# Molly had babies :) (and a question)



## sbsociety (May 1, 2005)

One of my 13 females had fry today. I think all but about 2 are pregnant. Unfortunately, it happened while I was at work, so only 5 were still around when I got home. Also, another unfortunate incident... the mommy died after giving birth. I think it was because she was still a little young. She was still a young 'un when I bought her last week, but was very close to drop the fry. She was drawing her last breath when I found her.  

Also, I'm a beginner, and was wondering if it were normal for some fry to have been lying on the bottom dead. Did they come out dead, or did they die while I was away? They didn't seem fully developed, or maybe it was just the length of time they'd been dead that made it seem like they were under developed... I'd like to know so I can (if I can) help this not happen in the future. Only five out of about 15 lived...


----------



## Jobrien323 (Jan 19, 2005)

I'm still a beginner, but I'll let you know from my experiences.

I have never found a fry on the bottom of my tank lying motionliess, however out of the ones I saved and kept in the breeder net a few have passed before maturing. 

I attribute this to 'the strong survive' and also the reason why fish have so many fry at one time. As there are no predators in the breeders net, the weak ones do not get eaten, but do eventually die over lack of food (inability to fight the other fry for it)

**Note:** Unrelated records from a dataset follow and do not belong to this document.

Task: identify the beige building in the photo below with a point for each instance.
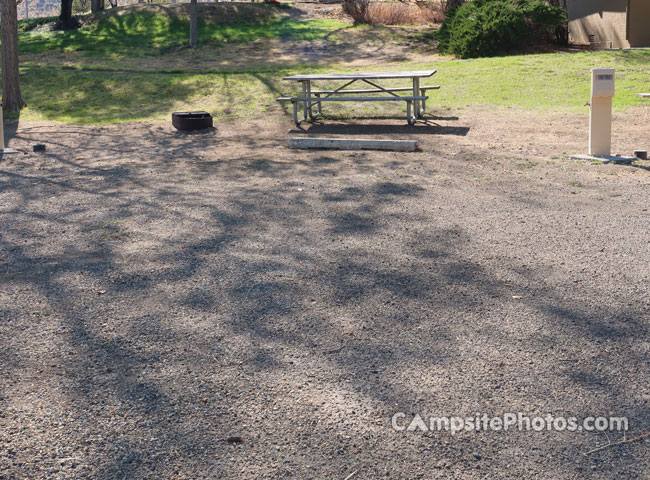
(609, 23)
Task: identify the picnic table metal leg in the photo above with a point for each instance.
(424, 103)
(416, 92)
(319, 104)
(305, 103)
(409, 118)
(310, 105)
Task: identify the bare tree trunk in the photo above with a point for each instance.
(12, 100)
(65, 19)
(194, 23)
(96, 6)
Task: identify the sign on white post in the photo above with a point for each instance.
(600, 120)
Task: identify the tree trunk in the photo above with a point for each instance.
(194, 23)
(12, 100)
(96, 6)
(65, 19)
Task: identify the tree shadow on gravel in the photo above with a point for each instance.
(169, 302)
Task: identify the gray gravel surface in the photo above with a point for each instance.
(215, 305)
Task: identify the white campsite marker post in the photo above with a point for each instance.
(600, 120)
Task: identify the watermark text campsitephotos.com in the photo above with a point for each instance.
(402, 422)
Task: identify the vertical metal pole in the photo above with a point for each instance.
(311, 112)
(416, 92)
(2, 129)
(305, 104)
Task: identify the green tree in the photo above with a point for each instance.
(12, 99)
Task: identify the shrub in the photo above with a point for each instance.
(393, 13)
(482, 28)
(357, 9)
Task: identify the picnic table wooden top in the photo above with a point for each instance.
(360, 76)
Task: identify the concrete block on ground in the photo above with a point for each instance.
(352, 144)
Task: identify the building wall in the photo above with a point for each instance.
(639, 23)
(605, 20)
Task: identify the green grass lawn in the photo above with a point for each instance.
(547, 82)
(137, 34)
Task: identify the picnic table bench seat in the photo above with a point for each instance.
(313, 98)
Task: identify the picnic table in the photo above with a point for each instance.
(309, 98)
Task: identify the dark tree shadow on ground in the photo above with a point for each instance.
(166, 304)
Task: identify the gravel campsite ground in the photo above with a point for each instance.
(214, 305)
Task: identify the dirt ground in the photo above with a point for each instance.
(214, 305)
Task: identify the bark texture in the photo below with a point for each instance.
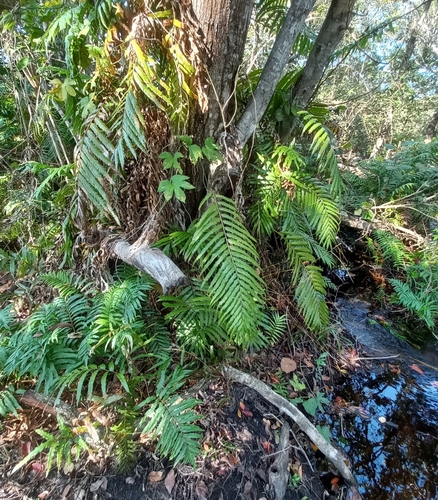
(152, 261)
(332, 31)
(273, 70)
(297, 416)
(224, 25)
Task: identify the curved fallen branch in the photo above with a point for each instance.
(292, 411)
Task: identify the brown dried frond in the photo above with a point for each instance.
(139, 197)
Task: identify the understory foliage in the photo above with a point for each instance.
(91, 343)
(401, 191)
(94, 109)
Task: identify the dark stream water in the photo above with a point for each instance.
(397, 460)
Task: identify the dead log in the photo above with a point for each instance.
(297, 416)
(279, 470)
(151, 261)
(367, 227)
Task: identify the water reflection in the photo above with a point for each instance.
(397, 461)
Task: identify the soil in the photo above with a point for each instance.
(241, 433)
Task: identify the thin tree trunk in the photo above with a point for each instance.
(273, 70)
(332, 31)
(223, 26)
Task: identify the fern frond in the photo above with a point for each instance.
(228, 259)
(322, 147)
(132, 131)
(95, 155)
(392, 248)
(8, 402)
(197, 321)
(310, 295)
(171, 418)
(322, 212)
(66, 283)
(274, 325)
(419, 305)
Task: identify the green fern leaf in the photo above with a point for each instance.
(228, 259)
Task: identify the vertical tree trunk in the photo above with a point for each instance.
(224, 25)
(335, 24)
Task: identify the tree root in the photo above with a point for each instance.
(289, 409)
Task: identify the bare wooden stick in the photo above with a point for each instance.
(292, 411)
(279, 470)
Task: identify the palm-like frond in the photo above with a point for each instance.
(171, 418)
(228, 259)
(322, 147)
(95, 161)
(196, 320)
(132, 131)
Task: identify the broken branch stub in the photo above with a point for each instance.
(299, 418)
(151, 261)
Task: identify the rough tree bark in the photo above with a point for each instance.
(221, 176)
(338, 19)
(273, 70)
(332, 31)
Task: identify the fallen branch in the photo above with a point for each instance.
(279, 470)
(141, 255)
(292, 411)
(151, 261)
(399, 231)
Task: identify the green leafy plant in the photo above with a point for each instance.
(62, 447)
(171, 417)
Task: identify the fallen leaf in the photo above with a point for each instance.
(308, 363)
(169, 482)
(66, 491)
(100, 483)
(155, 476)
(26, 448)
(37, 467)
(247, 413)
(201, 491)
(266, 446)
(274, 379)
(417, 369)
(288, 365)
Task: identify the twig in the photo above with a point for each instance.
(279, 470)
(302, 421)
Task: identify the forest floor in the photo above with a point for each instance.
(240, 442)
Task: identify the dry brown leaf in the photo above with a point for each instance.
(155, 476)
(417, 369)
(66, 491)
(169, 482)
(201, 491)
(100, 483)
(288, 365)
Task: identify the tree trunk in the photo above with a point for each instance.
(273, 70)
(332, 31)
(226, 53)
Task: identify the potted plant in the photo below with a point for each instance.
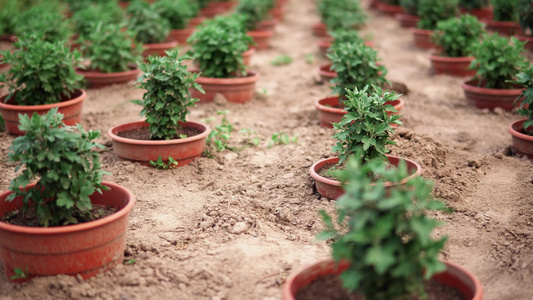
(68, 221)
(42, 76)
(526, 23)
(217, 48)
(356, 65)
(409, 17)
(178, 14)
(496, 63)
(111, 55)
(430, 13)
(383, 245)
(505, 17)
(368, 123)
(150, 28)
(478, 8)
(166, 138)
(456, 37)
(253, 12)
(522, 130)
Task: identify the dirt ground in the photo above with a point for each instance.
(234, 226)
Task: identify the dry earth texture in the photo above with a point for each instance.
(235, 225)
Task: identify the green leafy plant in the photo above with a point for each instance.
(473, 4)
(525, 78)
(109, 49)
(385, 233)
(86, 18)
(505, 10)
(367, 124)
(497, 61)
(218, 45)
(41, 72)
(178, 13)
(433, 11)
(410, 6)
(282, 60)
(457, 35)
(356, 66)
(281, 138)
(525, 9)
(149, 27)
(167, 99)
(64, 165)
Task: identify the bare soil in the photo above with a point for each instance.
(236, 225)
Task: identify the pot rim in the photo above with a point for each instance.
(76, 227)
(29, 108)
(287, 294)
(313, 172)
(517, 134)
(114, 136)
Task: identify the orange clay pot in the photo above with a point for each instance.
(85, 249)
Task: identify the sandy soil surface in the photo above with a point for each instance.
(234, 226)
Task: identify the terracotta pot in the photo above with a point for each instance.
(329, 112)
(407, 21)
(454, 276)
(504, 28)
(528, 40)
(267, 25)
(158, 48)
(143, 151)
(85, 249)
(237, 90)
(422, 38)
(180, 35)
(247, 56)
(454, 66)
(390, 10)
(195, 22)
(261, 38)
(490, 98)
(71, 109)
(332, 189)
(480, 13)
(522, 142)
(98, 80)
(320, 30)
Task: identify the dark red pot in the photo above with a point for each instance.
(455, 66)
(490, 98)
(522, 142)
(332, 189)
(143, 151)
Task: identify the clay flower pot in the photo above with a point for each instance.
(332, 189)
(180, 35)
(247, 56)
(261, 38)
(455, 66)
(504, 28)
(85, 249)
(522, 142)
(320, 30)
(143, 151)
(454, 276)
(391, 10)
(407, 21)
(483, 97)
(158, 48)
(329, 110)
(70, 108)
(98, 80)
(422, 38)
(237, 90)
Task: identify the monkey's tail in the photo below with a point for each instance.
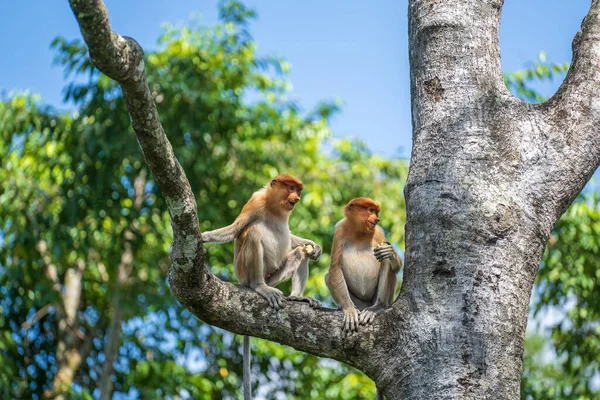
(247, 362)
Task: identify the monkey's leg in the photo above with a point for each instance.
(296, 268)
(385, 292)
(250, 260)
(292, 261)
(299, 278)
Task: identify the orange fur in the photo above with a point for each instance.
(354, 265)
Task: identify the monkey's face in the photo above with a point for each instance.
(291, 195)
(364, 212)
(370, 218)
(289, 190)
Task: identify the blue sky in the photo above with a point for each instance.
(352, 49)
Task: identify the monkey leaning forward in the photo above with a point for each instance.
(362, 272)
(265, 251)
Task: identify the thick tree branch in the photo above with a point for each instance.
(231, 307)
(560, 139)
(454, 48)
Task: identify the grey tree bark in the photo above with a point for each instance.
(489, 177)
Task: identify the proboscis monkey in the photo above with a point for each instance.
(362, 272)
(265, 251)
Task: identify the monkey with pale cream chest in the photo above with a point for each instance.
(362, 273)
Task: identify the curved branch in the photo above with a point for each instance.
(222, 304)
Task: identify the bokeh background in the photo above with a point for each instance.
(85, 308)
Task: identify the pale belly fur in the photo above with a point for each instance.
(276, 243)
(361, 271)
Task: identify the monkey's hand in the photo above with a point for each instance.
(312, 250)
(273, 296)
(314, 303)
(368, 314)
(384, 251)
(350, 319)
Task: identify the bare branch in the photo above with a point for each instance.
(122, 59)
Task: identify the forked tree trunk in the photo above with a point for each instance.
(489, 178)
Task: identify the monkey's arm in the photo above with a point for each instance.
(229, 233)
(298, 241)
(339, 289)
(385, 251)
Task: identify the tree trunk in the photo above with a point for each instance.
(489, 178)
(68, 357)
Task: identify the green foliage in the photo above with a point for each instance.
(520, 82)
(569, 279)
(68, 201)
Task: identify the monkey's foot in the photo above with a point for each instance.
(313, 251)
(311, 302)
(273, 296)
(368, 314)
(383, 251)
(351, 320)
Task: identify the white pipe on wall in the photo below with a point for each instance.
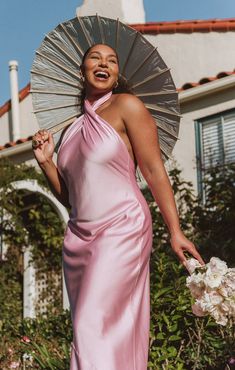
(15, 109)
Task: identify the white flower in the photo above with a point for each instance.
(213, 287)
(197, 310)
(215, 298)
(218, 266)
(206, 303)
(213, 279)
(192, 264)
(196, 284)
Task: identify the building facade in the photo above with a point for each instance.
(202, 60)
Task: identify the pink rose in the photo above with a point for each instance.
(25, 339)
(14, 365)
(197, 310)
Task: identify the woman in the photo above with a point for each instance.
(108, 238)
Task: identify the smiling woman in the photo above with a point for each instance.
(108, 239)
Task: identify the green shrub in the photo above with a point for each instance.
(178, 339)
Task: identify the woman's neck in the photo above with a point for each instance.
(93, 96)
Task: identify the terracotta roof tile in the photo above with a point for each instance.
(204, 80)
(209, 25)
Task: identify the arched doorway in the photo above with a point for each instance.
(29, 282)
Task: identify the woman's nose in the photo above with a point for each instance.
(103, 62)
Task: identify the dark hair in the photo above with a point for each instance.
(123, 86)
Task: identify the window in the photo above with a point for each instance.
(215, 143)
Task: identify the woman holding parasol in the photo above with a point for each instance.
(108, 238)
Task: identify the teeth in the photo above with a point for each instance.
(102, 74)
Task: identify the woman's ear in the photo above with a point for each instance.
(80, 74)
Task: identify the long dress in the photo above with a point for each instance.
(107, 246)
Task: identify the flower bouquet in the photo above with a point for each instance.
(213, 289)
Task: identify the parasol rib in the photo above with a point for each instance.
(160, 109)
(157, 74)
(63, 51)
(53, 108)
(130, 52)
(57, 64)
(84, 32)
(55, 92)
(158, 93)
(161, 127)
(102, 36)
(117, 34)
(75, 44)
(59, 126)
(56, 78)
(142, 63)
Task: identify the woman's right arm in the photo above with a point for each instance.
(43, 153)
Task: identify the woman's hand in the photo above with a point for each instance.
(180, 243)
(43, 146)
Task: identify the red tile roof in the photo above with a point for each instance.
(209, 25)
(204, 80)
(25, 91)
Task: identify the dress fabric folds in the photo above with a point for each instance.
(107, 246)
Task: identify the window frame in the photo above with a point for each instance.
(199, 145)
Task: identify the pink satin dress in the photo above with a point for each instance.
(107, 246)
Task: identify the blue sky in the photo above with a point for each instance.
(24, 23)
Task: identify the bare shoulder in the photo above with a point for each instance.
(129, 103)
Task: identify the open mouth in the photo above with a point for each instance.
(102, 75)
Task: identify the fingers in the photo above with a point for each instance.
(39, 138)
(192, 249)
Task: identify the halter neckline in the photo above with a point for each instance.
(97, 103)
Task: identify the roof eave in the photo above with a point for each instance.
(206, 89)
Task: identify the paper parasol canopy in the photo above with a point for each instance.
(56, 84)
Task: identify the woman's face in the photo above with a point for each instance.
(100, 69)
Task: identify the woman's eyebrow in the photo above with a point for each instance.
(97, 52)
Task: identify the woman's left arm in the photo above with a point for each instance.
(142, 133)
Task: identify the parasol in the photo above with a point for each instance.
(56, 84)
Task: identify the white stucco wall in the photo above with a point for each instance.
(28, 123)
(185, 149)
(130, 11)
(192, 56)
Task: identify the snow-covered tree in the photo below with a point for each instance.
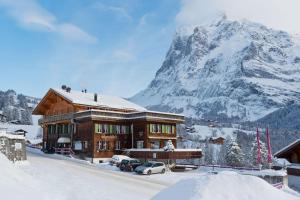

Just my two cents... Congratulations on the fry!


----------



## mousey (Jan 18, 2005)

My platy female had 23 fry one day. some were well developed, some partially, and some were just like eggs with big eyes in them. 
of the 23 I have 7 left. they are now 5 months old. Only 3 are not deformed. The mother died after giving birth-- within a week.
I have best luck with guppies-- they all seem to be sturdy little bums.
mouse


----------